The Doing Psychology component is broken into two parts taking place at the beginning of each teaching block - in week 1 and after the mid-semester break in week 7 respectively.



These six lectures will focus on how human memory works, including your memory. They will include what is known about memory from scientific studies, and how you can apply the understanding of memory to improve how you use your own memory, how to enhance your own study and learning at university, and in so doing reduce exam stress across all of the courses that you take, not just for Psychology.

These lectures consider why the world seems like it does to us. We will explore the field of perception, focusing mainly on vision, from the low-level firing of sensory receptors, through the perception of complex forms in 3D space, to visual attention and the use of vision to guide action.

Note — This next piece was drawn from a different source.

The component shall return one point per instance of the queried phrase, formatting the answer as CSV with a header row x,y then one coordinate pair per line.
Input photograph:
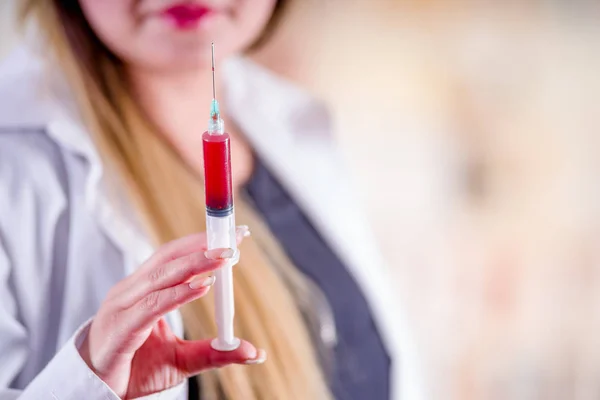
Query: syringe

The study of animal learning was a cornerstone of psychology from the 1930s to the 1970s and is as relevant now for understanding humans as it was back then for studying animals. This module will provide an introduction to classical and instrumental conditioning and related topics. It will also introduce preparedness and other areas of learning theory that are at the intersection of the evolutionary history of a species and how it interacts with the environment.


We are biological creatures, and the mind is the product of brain structure and function. This is why psychologists are interested in brains - or, more generally, in the nervous system that enables us to perceive the world around us, process information, and control the way we move and interact with our environment.